Background: For neuronal replacement therapies to succeed we need to understand how the integration of nascent neurons is regulated in CNS disease.
Hypothesis: The interaction of nascent neurons with local and recruited immune cells is a critical checkpoint for circuit integration.
Strategy: Implant neurons in CNS disease models with distinct neuronal pathologies and immune responses using circuit tracing, in vivo imaging and molecular interference to investigate how their interactions shape circuit integration.
Neuronal replacement therapy is urgently needed for many neurological disease conditions that cause loss of neurons or their connections. However, the correct functional integration of transplanted neurons is a fundamental prerequisite for re-establishing physiological circuit function and preventing maladaptive distortion of the neuronal circuitry. Notably, fully adequate functional integration of transplanted neurons with exquisitely appropriate brain-wide connectome and highly specific receptive field function was recently achieved in a selective neuronal ablation model. These findings now set the stage to move neuronal replacement therapy towards more clinically relevant models. This project thus aims to utilize such models of traumatic and inflammatory grey matter pathology to determine the cellular and molecular checkpoints regulating adequate circuit integration of nascent neurons. Here we want to track the structural requirements, cellular interactions and molecular signals that determine the appropriate and stable integration of transplanted neurons in the cortical circuitry. In particular, we plan to address the following specific aims:
Aim ❶ Structural requirements for circuit integration of nascent neurons
We will transplant neurons in disease models characterized by distinct neuronal damage and immune response patterns. We will then follow neuronal integration by chronic live in vivo imaging of single transplanted neurons and monitor the brain-wide connectome using monosynaptic rabies virus tracing and clearing techniques. In particular we will pursue the hypothesis that initial integration of new neurons is governed by previous synapse loss.
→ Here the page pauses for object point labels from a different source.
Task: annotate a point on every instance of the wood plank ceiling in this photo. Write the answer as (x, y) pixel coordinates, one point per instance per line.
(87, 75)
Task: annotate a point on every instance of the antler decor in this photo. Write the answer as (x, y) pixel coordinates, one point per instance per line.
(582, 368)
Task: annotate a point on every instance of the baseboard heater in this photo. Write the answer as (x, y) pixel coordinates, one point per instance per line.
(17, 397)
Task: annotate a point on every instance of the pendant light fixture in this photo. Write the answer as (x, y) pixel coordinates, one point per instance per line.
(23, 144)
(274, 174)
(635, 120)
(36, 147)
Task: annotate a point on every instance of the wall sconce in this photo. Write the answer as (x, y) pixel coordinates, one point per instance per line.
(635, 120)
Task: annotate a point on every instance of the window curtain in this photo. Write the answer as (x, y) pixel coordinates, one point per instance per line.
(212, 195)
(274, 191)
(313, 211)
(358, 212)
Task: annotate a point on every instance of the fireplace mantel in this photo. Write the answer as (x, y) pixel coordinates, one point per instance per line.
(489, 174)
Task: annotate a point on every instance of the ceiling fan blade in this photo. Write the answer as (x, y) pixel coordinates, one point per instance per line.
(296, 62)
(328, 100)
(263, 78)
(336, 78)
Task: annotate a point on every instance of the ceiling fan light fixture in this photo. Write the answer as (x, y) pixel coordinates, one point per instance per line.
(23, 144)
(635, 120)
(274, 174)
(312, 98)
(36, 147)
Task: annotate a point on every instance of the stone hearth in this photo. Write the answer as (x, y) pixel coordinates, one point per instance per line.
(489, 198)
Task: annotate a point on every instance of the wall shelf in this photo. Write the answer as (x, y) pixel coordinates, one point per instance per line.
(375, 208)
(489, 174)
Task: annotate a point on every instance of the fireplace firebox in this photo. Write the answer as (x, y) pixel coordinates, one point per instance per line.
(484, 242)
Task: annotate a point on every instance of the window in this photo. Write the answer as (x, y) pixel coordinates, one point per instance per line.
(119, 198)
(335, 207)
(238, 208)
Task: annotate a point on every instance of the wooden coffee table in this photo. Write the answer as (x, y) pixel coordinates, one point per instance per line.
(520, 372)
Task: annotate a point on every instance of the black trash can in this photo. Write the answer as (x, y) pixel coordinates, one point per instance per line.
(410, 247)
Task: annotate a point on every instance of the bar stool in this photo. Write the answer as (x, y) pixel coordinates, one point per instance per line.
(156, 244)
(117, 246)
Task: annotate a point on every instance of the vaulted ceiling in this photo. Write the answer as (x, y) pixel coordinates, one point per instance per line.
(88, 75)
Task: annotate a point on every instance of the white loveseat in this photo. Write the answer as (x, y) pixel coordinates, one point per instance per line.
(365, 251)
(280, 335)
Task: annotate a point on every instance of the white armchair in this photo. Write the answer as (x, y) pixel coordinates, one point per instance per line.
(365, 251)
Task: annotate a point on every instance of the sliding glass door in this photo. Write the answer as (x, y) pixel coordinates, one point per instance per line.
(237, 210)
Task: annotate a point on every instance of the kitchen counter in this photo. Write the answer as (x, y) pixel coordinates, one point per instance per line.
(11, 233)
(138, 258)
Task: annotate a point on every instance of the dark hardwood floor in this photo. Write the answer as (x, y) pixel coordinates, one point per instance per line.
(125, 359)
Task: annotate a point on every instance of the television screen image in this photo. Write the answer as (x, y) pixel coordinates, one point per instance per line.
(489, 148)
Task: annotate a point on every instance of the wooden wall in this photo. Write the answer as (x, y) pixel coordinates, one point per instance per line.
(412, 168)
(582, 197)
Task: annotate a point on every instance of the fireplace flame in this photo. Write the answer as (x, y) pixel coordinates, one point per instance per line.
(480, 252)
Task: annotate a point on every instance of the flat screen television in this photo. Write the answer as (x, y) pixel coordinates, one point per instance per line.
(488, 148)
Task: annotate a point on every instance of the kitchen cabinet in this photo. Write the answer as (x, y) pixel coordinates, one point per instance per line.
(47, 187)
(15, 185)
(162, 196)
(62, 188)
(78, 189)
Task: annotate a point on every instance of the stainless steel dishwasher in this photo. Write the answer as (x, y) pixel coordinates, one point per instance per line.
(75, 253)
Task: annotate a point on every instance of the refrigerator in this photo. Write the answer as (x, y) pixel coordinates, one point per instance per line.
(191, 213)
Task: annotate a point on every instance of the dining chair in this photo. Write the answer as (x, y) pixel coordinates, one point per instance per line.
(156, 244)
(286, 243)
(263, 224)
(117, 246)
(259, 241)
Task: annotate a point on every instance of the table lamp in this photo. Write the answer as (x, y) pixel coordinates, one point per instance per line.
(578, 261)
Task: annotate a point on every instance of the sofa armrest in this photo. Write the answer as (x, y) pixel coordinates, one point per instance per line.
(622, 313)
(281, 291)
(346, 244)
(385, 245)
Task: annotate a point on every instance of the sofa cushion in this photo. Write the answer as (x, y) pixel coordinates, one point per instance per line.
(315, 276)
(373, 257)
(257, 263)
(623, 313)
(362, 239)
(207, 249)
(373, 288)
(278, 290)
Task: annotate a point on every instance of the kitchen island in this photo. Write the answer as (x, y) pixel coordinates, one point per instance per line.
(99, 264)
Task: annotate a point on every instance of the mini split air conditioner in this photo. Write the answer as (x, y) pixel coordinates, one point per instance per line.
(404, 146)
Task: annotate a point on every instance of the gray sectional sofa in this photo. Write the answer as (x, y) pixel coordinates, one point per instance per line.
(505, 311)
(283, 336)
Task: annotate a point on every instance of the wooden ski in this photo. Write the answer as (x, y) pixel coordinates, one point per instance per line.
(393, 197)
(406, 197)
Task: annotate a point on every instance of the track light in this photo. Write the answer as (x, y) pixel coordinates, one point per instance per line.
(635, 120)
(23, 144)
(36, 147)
Aim ❷ Cellular checkpoints for circuit integration of nascent neurons
We will use in vivo microscopy to track the main glial and immune cell populations that interact with transplanted neurons and confocal and ultrastructural analysis to monitor their synapse uptake. Defined immune and glial cell populations will then be specifically targeted to identify the cellular mechanisms of initial integration and synapse turn-over and pruning in TBI.
Aim ❸ Molecular checkpoints for circuit integration of nascent neurons
Transcriptome and proteome analysis will be used to identify receptor-ligand pairs or signalling pathways associated with the integration and pruning. These candidates will be probed by inducible and cell-type-specific genetic manipulations to identify key determinants that regulate the balance between circuit integration and disconnection in the injured brain.